Tornando all’estate 2015.
«Una mazzata tra capo e collo. Non ci ho capito più nulla».
Donnarumma, ora al Brescia, alla Salernitana perché?
«L’abbiamo regalato alla Salernitana. Io non c’ero con la testa. Per risparmiare l’ingaggio oneroso Donnarumma è stato praticamente regalato alla Salernitana. Ma poi, comprando due punte, abbiamo speso gli stessi soldi, se non di più. Dopo quella vicenda ho perso lucidità d’analisi e commesso degli errori. Tra l’altro, in quei momenti mi è mancato Marcello Di Giuseppe, il ds, che si occupava di queste cose».
Ha cambiato molti allenatori, potendo tornare indietro chi rimetterebbe al suo posto?
«Rinaldo Cifaldi nell’anno della promozione dalla serie D alla C2. L’ho esonerato che era primo in classifica. Ma se non l’avessi fatto e fosse sfuggita la promozione non me lo sarei mai perdonato».
I giocatori?
«Tutt’ora ricevo messaggi e telefonate. Alcuni li incontro. A Teramo abbiamo fatto tanto, scritto un pezzo di storia. Sono passati fior di giocatori, io li ho trattati come figli, alternando il bastone alla carota. I calciatori sono dei bambinoni, hanno bisogno di essere stimolati e di insegnamenti per crescere. E io sono rimasto affezionato a loro, perché sono stati parte integrante degli anni più belli della mia vita».
Il Teramo più forte?
«Quello messo in piedi dopo Savona-Teramo. Quello successivo alla promozione in B. Però, non andò bene. Io sbagliai a tenere Vivarini, perché non era più motivato. Attorno alla squadra c’era negatività e alla lunga ha inciso sul rendimento. Però, andate a vedere: quei ragazzi oggi sono tra serie A e B».
Ha visto il Teramo dal vivo?
«L’ho visto solo in tv, una volta. No, allo stadio non sono mai andato».
Perché?
«Mi sarei aspettato un invito dal presidente o dal sindaco. Dopo undici anni in cui ho dato tutto me stesso pensavo di meritare un invito allo stadio».

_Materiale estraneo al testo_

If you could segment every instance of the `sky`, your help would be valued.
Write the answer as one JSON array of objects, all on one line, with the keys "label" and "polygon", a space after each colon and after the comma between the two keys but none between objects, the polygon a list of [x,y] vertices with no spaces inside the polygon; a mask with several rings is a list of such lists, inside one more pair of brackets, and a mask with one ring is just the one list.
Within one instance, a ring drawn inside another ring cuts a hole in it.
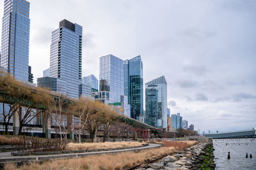
[{"label": "sky", "polygon": [[195,130],[256,127],[256,1],[29,1],[35,81],[49,67],[51,32],[67,19],[83,27],[83,76],[99,78],[101,56],[140,55],[144,84],[164,75],[171,114]]}]

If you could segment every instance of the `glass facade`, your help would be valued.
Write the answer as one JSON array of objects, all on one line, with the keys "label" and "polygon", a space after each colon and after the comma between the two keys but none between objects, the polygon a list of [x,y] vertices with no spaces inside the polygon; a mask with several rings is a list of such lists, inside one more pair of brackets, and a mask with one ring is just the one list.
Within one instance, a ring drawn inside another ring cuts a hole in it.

A chi si sente di dire grazie?
«Al mio socio, Cimini; alla famiglia a cui ho tolto tanto; e poi a tutti indistintamente, perché tutti mi hanno voluto bene. Ci ho messo il cuore».
Quanti soldi ha messo nel calcio?
«Tanti, ma non rimpiango nulla. Il calcio mi ha fatto crescere, mi ha arricchito. Rifarei tutto».
La partita indimenticabile?
«L’altra sera ho rivisto in televisione Teramo-Sambenedettese di qualche anno fa, vincemmo 2-1. Da San Benedetto venne tanta gente, fu una bella soddisfazione».
Dava consigli agli allenatori?
«No, però qualcuno il sabato mi diceva chi giocava la domenica».
E lei?
«Io con chi avevo più confidenza dicevo la mia».
Ad esempio?
«A Vivarini, ad esempio, una volta dissi che Perrotta, messo a fare il terzino sinistro, soffriva. Tant’è che il pubblico lo beccava. Poi, lui è passato alla difesa a tre e abbiamo vinto il campionato. Ma Vivarini era uno di quelli che ti faceva parlare e poi agiva di testa sua».
Si sente di dare un consiglio a Iachini?
«No, gli ho parlato quando c’è stato il passaggio di consegne della società. Quello che avevo da dirgli, gliel’ho già detto. Gli auguro solo di prendere in mano la situazione, di agire di più in prima persona. Lui sa che cosa fare».
E lei?
«Ora mi sento sollevato. Ho riacquistato lucidità e serenità. Probabilmente, questa chiacchierata non l’avrei fatta fino a qualche mese fa. Non ero pronto. Ora sì, mi sono disintossicato».